Free and Bad Company frontman Paul Rodgers has opened up about experiencing major health episodes which left him nearly unable to sing.
The British-Canadian singer-songwriter revealed that he suffered 11 minor strokes and two major strokes several years ago which left him unable to talk.
The 73-year-old artist discussed the string of medical problems during an interview with CBS Mornings yesterday (September 27).
“I couldn’t do anything, to be honest,” Rodgers said. “I couldn’t speak. That was the very strange thing. You know, I’d prepare something in my mind and I’d say it, but that isn’t what came out and I’d go, ‘What the heck did I just say?'”
Rodgers suffered his first major stroke in 2016 and a second in October 2019 which led to major surgery, during which they performed an endarterectomy – a procedure to remove plaque clogging an artery which posed a risk to the artist’s vocal cords.

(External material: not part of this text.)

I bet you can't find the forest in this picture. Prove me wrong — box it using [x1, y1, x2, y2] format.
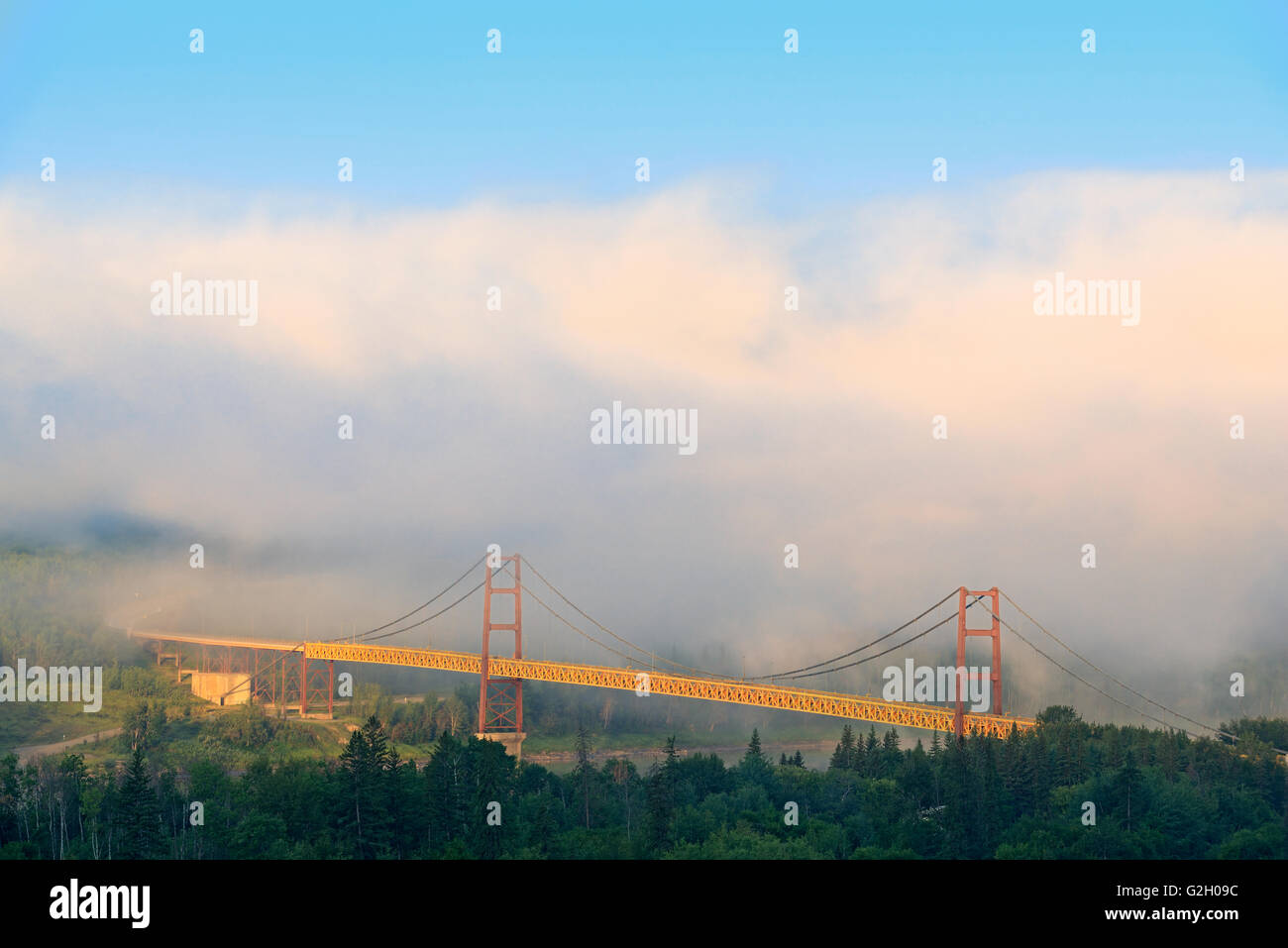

“They told me, they’re very clear, ‘You may not come out of this alive.’ And I said, ‘Oh, well, that’s a plus, isn’t it?'” Rodgers said.
“And when I woke up, I opened my eyes, I thought, ‘Oh, I’m still here,'” he added, later finding out that the surgeon had played his music during the operation.
The recovery process that followed was slow and required small steps forward. “Each thing that I did was an achievement… ‘Oh, I can do this. I can sing,'” Rodgers said.
A year and a half ago, the musician was able to return to the studio, where he recorded his new album ‘Midnight Rose’, which came out last week.
His wife, Cynthia Kereluk Rodgers, said it was “amazing” and “just phenomenal” to hear him sing adding, adding: “I didn’t think that would ever happen.”
‘Midnight Rose’ is the singer’s first solo album in nearly 25 years. He spent 2004-2009 performing as Queen + Paul Rodgers, releasing studio album ‘The Cosmos Rocks’ in 2008, along with live albums ‘Return of the Champions’ (2005) and ‘Live in Ukraine’ (2009).
In May 2009, Rodgers announced the end of his collaboration with Queen, sharing that it was “never meant to be permanent”.
His website describes the new album as “a celebration of a storied career and a feel-good, hopeful look towards the future”.